Le secteur des mines doit reprendre son dynamisme habituel, car les pertes enregistrées ont été importantes et d’un autre côté, attendons-nous à une stimulation de la consommation grâce aux augmentations des salaires. « Toutefois l’essentiel doit se jouer au niveau de l’entreprise qu’il s’agit de préserver pour relancer l’investissement. La politique de relance mise en place par le gouvernement pourrait aider les entreprises à se relever ».
Quant à la BCT, elle continuera à assurer son rôle pour ce qui est de la politique monétaire et des crédits tout comme elle assurera la facilitation des opérations de consolidation et de restructuration des dettes des entreprises. « La circulaire envoyée, il y a deux semaines par la BCT aux banques, est une première car elle est non sectorielle et non préférentielle » précise le gouverneur. Le traitement prévoit le rééchelonnement des dettes pour les entreprises éligibles.
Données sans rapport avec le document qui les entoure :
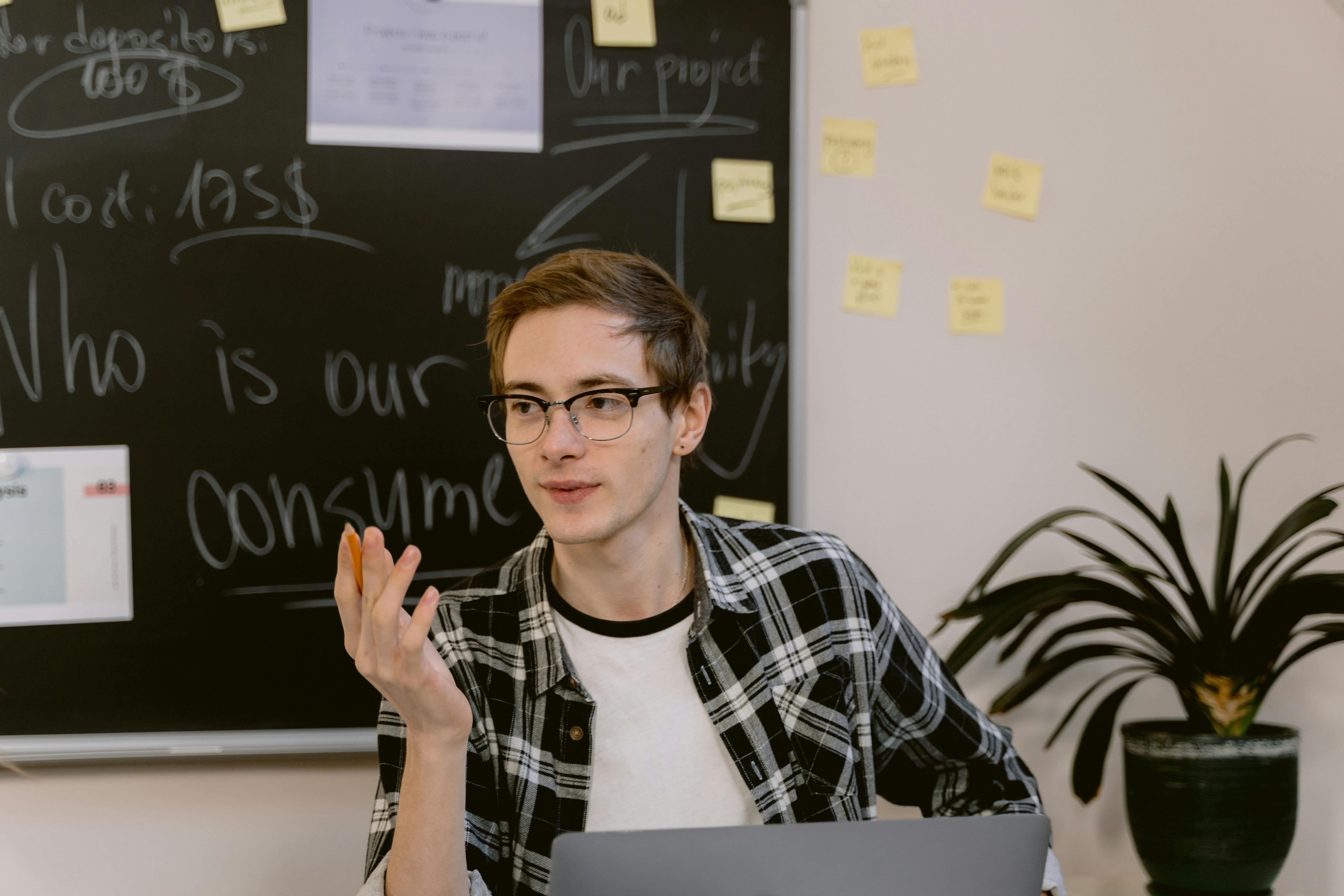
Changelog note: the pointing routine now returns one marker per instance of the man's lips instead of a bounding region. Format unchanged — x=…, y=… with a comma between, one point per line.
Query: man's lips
x=569, y=491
Le classement des risques ne change pas pour ne pas bloquer les mécanismes de traitement de la dette.
Que faire pour retrouver la confiance collective ? « Surtout ne pas arriver à un équilibre négatif. Ce qui veut dire, tout le monde se met à attendre et personne ne prend l’initiative » Conséquence, une situation d’anticipation négative, le défi est comment avoir une reprise de confiances pour améliorer ses anticipations et prendre des risques calculés pour être gagnants ensemble dans le même temps et ne pas être tous perdants.